Leerheit in Theravada und Mahayana

Was ist der Unterschied zwischen dem Konzept der Leerheit (Śūnyatā in Sanskrit oder suññatā in Pali) in der Theravada-Tradition und dem Konzept der Leerheit in der Mahayana-Tradition?

Nach meinem grundlegenden Verständnis betrifft die Theravada-Leerheit nur das Selbst, während die Mahayana-Leerheit alle Dinge betrifft. Ist das wahr?

Oder lehrt Theravada auch die Leerheit aller Dinge (zB in der Sutta über Schaum und Blasen )?

Sind diese (Theravada-Leerheit und Mahayana-Leerheit) wirklich völlig unterschiedlich, oder spielen sie auf einer bestimmten Ebene auf dasselbe an?

Könnte es sein, dass für Theravada die Leerheit des Selbst wichtig ist für den Weg zur Beendigung des Leidens, aber die Leerheit aller Dinge nicht wichtig ist für den Weg zur Beendigung des Leidens (gemäß dem Gleichnis vom vergifteten Pfeil und dem Gleichnis vom Blätter im Wald )?

Ich fand das folgende Zitat aus dieser Antwort interessant:

Es wird gesagt, dass Anfänger (Hinayana) nur die Kernlosigkeit von Wesen (Anatta) verstehen, aber dennoch verschiedene Dinge als objektiv/ontologisch existierend annehmen.
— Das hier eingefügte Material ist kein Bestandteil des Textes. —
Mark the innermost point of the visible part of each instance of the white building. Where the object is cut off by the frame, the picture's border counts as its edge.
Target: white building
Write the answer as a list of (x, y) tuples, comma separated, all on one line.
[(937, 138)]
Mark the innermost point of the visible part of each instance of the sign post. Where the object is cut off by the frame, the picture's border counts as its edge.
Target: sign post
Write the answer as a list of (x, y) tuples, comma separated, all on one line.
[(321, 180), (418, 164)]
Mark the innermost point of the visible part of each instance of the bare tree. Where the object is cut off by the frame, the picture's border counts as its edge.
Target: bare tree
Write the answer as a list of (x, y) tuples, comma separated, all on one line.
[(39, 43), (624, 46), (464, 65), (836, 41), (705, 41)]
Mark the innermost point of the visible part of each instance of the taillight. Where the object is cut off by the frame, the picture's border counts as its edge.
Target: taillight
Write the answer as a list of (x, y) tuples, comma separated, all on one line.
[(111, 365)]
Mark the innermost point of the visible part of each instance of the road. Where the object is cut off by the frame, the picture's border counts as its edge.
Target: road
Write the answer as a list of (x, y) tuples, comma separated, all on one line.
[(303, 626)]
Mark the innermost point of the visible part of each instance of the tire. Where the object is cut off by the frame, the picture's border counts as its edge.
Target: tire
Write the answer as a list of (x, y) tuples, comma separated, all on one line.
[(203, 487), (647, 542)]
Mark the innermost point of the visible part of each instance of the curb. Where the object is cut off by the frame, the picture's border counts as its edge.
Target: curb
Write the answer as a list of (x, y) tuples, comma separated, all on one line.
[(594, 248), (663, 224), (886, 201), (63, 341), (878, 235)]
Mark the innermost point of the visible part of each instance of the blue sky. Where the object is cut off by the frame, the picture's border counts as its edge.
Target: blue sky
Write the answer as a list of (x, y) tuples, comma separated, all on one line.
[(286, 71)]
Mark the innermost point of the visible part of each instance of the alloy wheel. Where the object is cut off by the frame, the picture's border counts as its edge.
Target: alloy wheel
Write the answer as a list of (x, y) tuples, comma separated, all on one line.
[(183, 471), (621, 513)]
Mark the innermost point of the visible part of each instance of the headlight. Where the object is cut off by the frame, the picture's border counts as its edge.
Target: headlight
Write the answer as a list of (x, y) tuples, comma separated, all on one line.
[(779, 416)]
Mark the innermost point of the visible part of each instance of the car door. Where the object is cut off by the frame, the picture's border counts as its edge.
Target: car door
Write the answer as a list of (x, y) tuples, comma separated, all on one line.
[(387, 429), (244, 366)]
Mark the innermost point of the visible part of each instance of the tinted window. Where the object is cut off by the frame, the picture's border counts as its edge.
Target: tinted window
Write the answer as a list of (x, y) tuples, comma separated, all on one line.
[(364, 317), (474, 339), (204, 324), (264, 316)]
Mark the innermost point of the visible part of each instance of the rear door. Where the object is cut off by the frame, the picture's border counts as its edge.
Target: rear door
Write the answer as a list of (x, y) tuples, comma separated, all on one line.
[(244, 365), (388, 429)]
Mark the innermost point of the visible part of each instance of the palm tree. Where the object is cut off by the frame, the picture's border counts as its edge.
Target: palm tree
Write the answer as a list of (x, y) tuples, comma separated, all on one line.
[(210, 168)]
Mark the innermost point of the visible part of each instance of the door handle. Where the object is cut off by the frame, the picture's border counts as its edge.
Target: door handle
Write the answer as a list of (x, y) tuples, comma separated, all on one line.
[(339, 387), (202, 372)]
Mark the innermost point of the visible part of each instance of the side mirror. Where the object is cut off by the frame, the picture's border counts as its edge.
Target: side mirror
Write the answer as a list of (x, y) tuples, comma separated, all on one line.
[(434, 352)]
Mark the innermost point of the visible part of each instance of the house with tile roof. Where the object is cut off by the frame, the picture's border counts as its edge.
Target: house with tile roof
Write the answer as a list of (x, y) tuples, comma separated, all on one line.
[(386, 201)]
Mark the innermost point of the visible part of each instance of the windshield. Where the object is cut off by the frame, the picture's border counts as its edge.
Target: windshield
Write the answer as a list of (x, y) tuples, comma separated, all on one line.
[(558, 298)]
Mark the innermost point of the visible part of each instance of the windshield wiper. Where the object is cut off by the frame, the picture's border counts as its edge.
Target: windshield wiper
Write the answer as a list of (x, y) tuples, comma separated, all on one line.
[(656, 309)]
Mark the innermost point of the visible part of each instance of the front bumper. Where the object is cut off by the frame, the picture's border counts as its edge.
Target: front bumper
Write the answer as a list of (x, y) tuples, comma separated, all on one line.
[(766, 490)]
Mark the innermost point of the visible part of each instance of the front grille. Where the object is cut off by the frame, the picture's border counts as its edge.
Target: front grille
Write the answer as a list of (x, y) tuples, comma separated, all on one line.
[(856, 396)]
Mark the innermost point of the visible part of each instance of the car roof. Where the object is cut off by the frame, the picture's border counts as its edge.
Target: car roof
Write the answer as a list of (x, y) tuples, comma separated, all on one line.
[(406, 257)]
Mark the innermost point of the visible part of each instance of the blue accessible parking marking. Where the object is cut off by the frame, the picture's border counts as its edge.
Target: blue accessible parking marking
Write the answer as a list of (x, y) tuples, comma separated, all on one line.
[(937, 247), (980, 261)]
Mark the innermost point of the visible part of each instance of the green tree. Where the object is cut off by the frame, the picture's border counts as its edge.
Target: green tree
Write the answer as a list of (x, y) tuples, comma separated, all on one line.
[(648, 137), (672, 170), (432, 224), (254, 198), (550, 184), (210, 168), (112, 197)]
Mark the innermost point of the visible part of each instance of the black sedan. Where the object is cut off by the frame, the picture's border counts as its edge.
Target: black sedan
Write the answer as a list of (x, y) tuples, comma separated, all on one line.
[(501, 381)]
Dies führt dazu, dass sie fälschlicherweise solche Konzepte wie die fünf Skandhas, 12 Nidanas, 4 edle Wahrheiten, Nirvana und Erleuchtung verdinglichen. Fortgeschrittene Praktizierende ("Mahayana") verstehen klar, dass alle erkennbaren Phänomene ausnahmslos kontextuell definierte Zusammensetzungen sind.

Aus der Mahayana-Perspektive glaube ich, dass Sie im Allgemeinen Recht haben. nicht sicher aus der Theravada-Perspektive. Ich glaube auch, dass Zhiyi gelehrt hat, dass für den "Tripitaka-Buddhismus" alle Dharmas leer sind, aber nur, wenn der Arhat / einsame Buddha / Transformationskörper dies erkennt
Eine schöne Zusammenfassung von Pali Canons Sicht auf Leerheit findet sich im Buch: „The Concept of Emptyness in Pali Literature“, das hier erhältlich ist .
Eine weitere schöne Zusammenfassung der Sichtweise des Pali-Kanons auf Leerheit findet sich in Ven. Thanissaros Kommentar oder Einführung des Übersetzers von MN122 .
Bearbeitete Frage, um dies hinzuzufügen: Könnte es für Theravada sein, dass die Leerheit des Selbst wichtig ist für den Weg zur Beendigung des Leidens, aber die Leerheit aller Dinge ist nicht wichtig für den Weg zur Beendigung des Leidens (gemäß dem Gleichnis der Vergifteten Pfeil und das Gleichnis von den Blättern im Wald)?

Antworten (3)

Die folgende Antwort stammt aus Einblick in die Leere von Khensur Jampa Tegchok, der ein ehemaliger Abt des Klosters Sera Je war.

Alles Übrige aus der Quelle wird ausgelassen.